Google Debuts Android Apps to Help People with Hearing Problems

In its latest effort to use technology to improve the lives of the disabled, Google is rolling out two new Android apps to help people who have hearing problems.

Live Transcribe gives hard-of-hearing and deaf people text-to-speech capabilities, providing real-time captions for conversations that scroll on users’ phones. Meanwhile, Sound Amplifier, which requires headphones, lets users amplify the volume of what they want to hear and reduce background noise.

Sound Amplifier became available Monday for Android 9 or newer phones through Google’s Play Store. Live Transcribe will gradually roll out in a limited test to users worldwide. Pixel 3 phones come equipped with both products.

“Accessibility is a fundamental tenet of product development here at Google,” said Brian Kemler, Android accessibility product manager. “We’re passionate about and driven by creating smartphone experiences made for everyone regardless of their conditions.”

Google has been working on improving accessibility for the disabled for the past six years. Last year, the team introduced Lookout, an app that helps people with visual impairments by providing auditory cues to help them understand their environment. It also leveraged 50 million local guides, who contributed accessibility information for more than 40 million places on Google Maps.

For Live Transcribe, Google partnered with Gallaudet University, an institution for deaf and hard-of-hearing students based in Washington, D.C. The idea was to create a product that made sense for the growing hard-of-hearing community. The World Health Organization estimates that about 446 million people worldwide have hearing loss or are deaf. That number is estimated to grow to more than 900 million in 2050.

Live Transcribe works with 70 languages, some with multiple dialects, and also visually indicates the volume of the person speaking. This helps users know at what volume they should respond.

In a live demo, the technology generally could transcribe conversations with accuracy, including tricky transcriptions like when to use the word “Chile,” the country, versus “chili,” the meaty stew. It was less accurate transcribing people with foreign accents or people who were far away from the device.

Another nifty feature—Live Transcribe provides the option to mask profanity. The app uses asterisks to indicate that someone used profanity.

One of the researchers who worked on and helped test Live Transcribe was Dimitri Kanevsky, a Google employee who has nearly 300 U.S. patents, invented the world’s first Internet transcription services for deaf users, and also created the first voice recognition system in Russian.

Sound Amplifier, initially revealed at the Google I/O developer conference last year, is not only helpful to the hard-of-hearing but also people who are having trouble hearing in noisy places like in a loud bar.

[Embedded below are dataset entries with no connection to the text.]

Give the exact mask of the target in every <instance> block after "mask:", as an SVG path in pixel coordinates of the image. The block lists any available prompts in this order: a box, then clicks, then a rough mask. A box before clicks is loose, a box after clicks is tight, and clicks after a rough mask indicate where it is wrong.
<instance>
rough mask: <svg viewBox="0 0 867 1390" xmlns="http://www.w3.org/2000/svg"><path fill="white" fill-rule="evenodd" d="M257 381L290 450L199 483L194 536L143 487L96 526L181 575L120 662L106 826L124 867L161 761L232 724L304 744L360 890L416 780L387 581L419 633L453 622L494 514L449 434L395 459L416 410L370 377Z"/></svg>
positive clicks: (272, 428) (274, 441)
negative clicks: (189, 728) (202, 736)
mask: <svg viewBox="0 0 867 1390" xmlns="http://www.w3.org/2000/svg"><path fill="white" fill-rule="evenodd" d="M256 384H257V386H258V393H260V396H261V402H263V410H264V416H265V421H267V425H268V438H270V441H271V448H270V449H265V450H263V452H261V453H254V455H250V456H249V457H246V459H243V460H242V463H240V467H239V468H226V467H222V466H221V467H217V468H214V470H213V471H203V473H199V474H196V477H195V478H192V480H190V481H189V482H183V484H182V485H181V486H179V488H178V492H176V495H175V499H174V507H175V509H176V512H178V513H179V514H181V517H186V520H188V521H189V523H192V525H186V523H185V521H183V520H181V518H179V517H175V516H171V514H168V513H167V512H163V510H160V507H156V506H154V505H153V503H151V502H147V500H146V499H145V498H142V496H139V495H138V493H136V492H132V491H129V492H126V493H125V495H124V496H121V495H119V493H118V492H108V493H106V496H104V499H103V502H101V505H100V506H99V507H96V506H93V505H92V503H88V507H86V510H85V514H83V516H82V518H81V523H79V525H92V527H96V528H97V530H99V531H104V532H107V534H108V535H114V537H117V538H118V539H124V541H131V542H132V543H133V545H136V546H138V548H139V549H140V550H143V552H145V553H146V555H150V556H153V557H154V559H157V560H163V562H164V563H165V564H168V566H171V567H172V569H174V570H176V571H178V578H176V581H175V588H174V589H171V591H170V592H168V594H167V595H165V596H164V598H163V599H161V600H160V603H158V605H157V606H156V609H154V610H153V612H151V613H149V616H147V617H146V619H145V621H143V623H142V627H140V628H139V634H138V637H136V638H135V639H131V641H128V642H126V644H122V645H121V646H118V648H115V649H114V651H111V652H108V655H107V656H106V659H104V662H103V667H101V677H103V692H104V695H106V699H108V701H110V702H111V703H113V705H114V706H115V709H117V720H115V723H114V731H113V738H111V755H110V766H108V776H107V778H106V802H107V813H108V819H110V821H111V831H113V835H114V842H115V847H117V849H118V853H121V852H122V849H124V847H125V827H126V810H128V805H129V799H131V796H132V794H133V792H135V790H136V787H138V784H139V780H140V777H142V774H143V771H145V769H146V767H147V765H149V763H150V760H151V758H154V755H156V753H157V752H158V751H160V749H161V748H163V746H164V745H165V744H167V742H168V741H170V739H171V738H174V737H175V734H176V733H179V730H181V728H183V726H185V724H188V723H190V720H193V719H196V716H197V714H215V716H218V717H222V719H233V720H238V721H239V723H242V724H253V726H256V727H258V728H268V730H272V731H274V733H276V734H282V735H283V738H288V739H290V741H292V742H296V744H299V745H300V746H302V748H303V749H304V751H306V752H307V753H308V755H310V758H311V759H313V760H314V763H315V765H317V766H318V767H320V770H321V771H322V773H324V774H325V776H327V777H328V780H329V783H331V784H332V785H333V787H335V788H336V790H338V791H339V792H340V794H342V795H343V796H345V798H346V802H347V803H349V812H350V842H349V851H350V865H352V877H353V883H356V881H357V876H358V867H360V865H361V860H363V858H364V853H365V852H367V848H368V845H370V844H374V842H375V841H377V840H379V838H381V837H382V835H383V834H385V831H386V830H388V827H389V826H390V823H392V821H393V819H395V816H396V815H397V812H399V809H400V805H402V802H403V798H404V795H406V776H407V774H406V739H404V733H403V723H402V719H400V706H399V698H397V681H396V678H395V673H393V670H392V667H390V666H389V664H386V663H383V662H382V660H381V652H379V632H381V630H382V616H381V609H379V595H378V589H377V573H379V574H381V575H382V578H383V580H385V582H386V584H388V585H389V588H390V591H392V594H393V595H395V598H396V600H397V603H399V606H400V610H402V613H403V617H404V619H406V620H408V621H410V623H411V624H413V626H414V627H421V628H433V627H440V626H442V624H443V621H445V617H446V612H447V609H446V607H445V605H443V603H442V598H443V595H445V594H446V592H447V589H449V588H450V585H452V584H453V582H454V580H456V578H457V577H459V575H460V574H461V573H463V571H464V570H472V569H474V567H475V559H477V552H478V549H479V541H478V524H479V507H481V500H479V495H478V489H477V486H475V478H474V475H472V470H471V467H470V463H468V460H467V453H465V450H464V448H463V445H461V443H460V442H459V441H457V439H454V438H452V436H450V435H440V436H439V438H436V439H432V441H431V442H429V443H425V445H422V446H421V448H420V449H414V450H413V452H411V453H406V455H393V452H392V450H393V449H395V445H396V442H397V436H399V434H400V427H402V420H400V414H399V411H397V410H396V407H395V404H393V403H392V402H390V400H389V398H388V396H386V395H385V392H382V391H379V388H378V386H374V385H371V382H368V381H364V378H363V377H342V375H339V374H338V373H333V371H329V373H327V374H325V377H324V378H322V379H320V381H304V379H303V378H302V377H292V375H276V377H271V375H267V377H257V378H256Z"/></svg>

The app has two sliders, “boost” and “fine tuning,” to zero in on the sounds the user wants to hear. It also gives users the ability to adjust the amount of background noise that is audible.

“These are just the start of some of the things you’ll see us work on over the next year or two,” Kemler said. “We’re not just adding accessibility onto an existing product, but we’re building, in these two cases, for accessibility first.”